Pero, ya desde el principio, el hombre no supo vivir de manera correcta esta relación con el misterio divino, y gracias a la iniciativa de Eva empezará toda una larga historia de encuentros y desencuentros, fidelidades e infidelidades. El hombre vivirá la amargura de la división, del enfrentamiento y la violencia, del abandono. Hasta que aparece la respuesta fiel a la iniciativa divina con santa María.
Los Padres repetirán su enseñanza sobre este paralelismo de Eva y María, que nos permite descubrir la solicitud del «deseado de los pueblos» por todos nosotros:
Adán fue formado de la tierra virgen; el Hijo de Dios nace de la Virgen madre. Entonces fue una virgen la que concibió la muerte; ahora también una Virgen engendra la vida. Entonces el hombre cayó por causa de una virgen; ahora se levanta gracias a la Virgen. Entonces vino la ruina con la muerte; ahora llega el triunfo con la victoria [Cromacio de Aquileia, Textos marianos de los primeros siglos, Edit. CN, Madrid 1994, p. 102].

Llegó el triunfo con la victoria del Rey que viene a salvar al hombre del barro, como canta la sabiduría:

El corazón del rey es una acequia en manos de Dios:
la dirige a donde quiere.
Al hombre le parece siempre recto su camino,
pero es Dios quien pesa los corazones (Prov 21,1-2)

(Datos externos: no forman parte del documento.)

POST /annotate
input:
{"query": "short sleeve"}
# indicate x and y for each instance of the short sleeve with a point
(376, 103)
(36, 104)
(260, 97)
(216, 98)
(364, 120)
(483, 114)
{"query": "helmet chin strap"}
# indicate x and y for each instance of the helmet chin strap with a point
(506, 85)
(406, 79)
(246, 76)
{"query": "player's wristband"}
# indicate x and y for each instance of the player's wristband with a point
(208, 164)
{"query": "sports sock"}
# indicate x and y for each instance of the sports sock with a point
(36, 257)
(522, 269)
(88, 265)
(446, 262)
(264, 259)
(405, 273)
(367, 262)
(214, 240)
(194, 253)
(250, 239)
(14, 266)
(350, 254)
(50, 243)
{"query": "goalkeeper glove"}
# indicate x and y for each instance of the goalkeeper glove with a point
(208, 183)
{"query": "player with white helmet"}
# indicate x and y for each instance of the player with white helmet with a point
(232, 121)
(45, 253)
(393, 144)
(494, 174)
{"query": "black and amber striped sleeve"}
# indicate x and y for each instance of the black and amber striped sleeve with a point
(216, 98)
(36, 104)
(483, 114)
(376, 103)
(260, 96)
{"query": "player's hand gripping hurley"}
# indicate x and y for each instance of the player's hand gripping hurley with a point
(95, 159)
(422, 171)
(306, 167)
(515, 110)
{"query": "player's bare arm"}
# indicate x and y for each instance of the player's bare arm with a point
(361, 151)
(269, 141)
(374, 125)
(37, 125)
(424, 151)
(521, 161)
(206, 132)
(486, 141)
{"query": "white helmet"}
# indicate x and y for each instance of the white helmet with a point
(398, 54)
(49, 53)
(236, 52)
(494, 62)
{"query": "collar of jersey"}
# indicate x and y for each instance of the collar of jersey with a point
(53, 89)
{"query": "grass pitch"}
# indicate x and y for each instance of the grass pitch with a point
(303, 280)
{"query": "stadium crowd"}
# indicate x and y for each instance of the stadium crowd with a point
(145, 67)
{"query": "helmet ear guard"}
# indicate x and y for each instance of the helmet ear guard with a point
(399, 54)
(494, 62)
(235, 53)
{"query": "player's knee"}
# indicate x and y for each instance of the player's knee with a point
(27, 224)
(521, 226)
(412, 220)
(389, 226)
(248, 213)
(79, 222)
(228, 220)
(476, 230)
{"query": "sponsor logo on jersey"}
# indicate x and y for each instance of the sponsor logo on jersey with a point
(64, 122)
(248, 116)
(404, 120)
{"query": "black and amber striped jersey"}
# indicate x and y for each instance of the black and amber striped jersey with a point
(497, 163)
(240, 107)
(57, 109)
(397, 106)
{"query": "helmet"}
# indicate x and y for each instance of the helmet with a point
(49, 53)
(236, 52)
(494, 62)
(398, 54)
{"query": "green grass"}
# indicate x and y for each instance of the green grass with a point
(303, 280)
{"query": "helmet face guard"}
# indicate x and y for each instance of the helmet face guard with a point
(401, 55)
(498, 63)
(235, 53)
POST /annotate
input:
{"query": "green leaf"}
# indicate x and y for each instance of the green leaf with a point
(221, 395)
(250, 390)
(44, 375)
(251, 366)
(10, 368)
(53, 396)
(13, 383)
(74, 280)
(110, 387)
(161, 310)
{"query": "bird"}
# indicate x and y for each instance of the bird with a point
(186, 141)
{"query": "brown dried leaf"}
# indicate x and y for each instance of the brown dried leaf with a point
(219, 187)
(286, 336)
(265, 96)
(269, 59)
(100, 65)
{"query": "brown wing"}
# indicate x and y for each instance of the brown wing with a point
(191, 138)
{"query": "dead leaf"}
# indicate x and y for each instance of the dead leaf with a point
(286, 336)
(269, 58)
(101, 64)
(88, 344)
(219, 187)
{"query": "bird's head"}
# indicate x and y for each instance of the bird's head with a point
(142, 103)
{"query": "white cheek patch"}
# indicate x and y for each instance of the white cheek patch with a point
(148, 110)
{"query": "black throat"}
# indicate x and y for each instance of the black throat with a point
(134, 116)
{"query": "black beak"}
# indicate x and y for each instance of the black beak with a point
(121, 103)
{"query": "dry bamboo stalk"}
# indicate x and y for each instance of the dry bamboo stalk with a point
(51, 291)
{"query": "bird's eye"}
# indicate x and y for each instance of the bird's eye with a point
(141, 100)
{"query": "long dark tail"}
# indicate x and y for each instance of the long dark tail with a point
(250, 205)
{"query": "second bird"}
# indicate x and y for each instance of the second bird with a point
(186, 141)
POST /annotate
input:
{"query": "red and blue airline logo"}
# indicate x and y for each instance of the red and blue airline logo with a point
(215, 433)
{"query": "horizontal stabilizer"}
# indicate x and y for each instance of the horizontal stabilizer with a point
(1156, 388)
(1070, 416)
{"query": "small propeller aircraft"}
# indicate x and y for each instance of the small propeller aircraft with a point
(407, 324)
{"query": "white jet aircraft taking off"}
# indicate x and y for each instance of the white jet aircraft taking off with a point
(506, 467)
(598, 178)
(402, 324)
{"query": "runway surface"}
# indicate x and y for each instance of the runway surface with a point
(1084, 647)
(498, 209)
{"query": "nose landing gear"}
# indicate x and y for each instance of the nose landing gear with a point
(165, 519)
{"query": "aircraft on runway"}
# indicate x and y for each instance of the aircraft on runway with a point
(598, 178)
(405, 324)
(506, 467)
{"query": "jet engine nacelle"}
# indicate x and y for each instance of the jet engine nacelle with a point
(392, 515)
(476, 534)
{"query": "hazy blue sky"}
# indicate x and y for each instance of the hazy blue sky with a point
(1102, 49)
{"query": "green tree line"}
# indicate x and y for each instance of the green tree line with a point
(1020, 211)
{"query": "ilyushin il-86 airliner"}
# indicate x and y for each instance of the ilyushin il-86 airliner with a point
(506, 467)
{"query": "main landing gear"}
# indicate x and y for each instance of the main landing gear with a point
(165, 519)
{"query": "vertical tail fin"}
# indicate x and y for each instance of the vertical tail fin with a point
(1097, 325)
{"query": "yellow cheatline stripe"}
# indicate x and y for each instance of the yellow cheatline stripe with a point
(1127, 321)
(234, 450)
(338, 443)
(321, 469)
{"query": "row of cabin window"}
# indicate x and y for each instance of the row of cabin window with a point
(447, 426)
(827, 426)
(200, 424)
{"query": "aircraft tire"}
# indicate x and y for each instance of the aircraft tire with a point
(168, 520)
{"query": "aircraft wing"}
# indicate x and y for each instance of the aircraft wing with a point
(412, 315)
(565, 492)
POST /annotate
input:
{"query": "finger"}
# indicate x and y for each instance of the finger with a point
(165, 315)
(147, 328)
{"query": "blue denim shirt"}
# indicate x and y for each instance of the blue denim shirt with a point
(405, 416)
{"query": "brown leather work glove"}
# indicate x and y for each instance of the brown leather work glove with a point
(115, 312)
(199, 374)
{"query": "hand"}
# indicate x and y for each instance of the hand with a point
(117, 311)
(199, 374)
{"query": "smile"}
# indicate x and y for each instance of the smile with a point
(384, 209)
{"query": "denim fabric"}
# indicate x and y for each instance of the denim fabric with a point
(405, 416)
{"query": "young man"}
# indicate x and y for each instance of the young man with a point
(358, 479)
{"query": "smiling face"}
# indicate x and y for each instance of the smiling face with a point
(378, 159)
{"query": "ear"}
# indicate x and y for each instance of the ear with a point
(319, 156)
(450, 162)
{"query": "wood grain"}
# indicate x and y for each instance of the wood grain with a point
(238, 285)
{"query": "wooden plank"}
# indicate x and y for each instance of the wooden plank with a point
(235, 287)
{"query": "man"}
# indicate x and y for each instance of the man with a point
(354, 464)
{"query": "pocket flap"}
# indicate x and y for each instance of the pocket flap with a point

El Señor sondea el corazón, sabe de las motivaciones más escondidas, por ello es bueno dejarse iluminar por su Palabra, ya que ello nos permite conocer el camino recto, y nos permite el nacer de una fuente de vida en el mismo corazón. En nuestro propio corazón. Fuente de vida, fuente de agua viva, que no permanece oculta sino que se derrama hacia fuera como sabiduría que ilumina y obra con rectitud. El corazón del Rey tiene la sabiduría que necesita nuestro corazón:

Los labios del rey son un oráculo:
su boca no yerra en la sentencia.
El rey aborrece obrar mal,
porque su trono se afianza con la justicia.
El rey aprueba los labios sinceros
y ama a quien habla rectamente.
El rostro sereno del rey trae vida,
su favor es nube que trae lluvia…
Al que mide sus palabras le irá bien,
dichoso el que confía en el Señor
(Prov 16,10s)

El corazón del Rey, los labios del Rey, el rostro sereno del Rey… todo, en este Rey, nos habla de vida eterna, de la que escribe san Bernardo:
La vida eterna es la fuente inagotable que riega la superficie del paraíso. Es la fuente embriagadora, la fuente del jardín, el manantial inagotable que fluye impetuoso, el correr de las acequias que alegra la ciudad de Dios. ¿Y quién es esta fuente sino Cristo el Señor? Él viene para hacerse nuestra justicia, nuestra santificación, nuestro perdón. Y aparece como vida, gloria y bienaventuranza. Como salvación de nuestro frágil barro terreno. Pero estas aguas han sido canalizadas hasta nosotros. Este hilo de agua celestial ha descendido a nosotros por un acueducto que nos reparte el agua de la fuente, gota a gota sobre nuestros corazones resecos. El acueducto va siempre a rebosar, y todos pueden recibir de su abundancia sin agotarlo jamás [San Bernardo, En el nacimiento de Santa María, 3, o.c. t.IV, B.A.C. 473, Madrid 1986, p. 422].

Este acueducto es la Salve, llena de gracia. ¿Puede llegar un acueducto a una fuente que mane tan alto? ¿Existe otro medio que la fuerza del deseo, el ardor de la devoción y la pureza de la oración? La oración del justo penetra los cielos. ¿Y quién es este justo si no lo es María, de la que nace este Sol y Rey de justicia? ¿Cómo ha podido alcanzar ella esta inaccesible majestad sino llamando, pidiendo y buscando? Sí, encontró lo que buscaba, como le dice el ángel: Has hallado gracia ante Dios.
Antes de rescatar a la humanidad, Dios ha depositado todo el precio en manos de María. Si antes se dijo: la mujer que me diste, me dio del árbol prohibido, ahora podemos decir: la mujer que me diste me ha alimentado con el fruto bendito.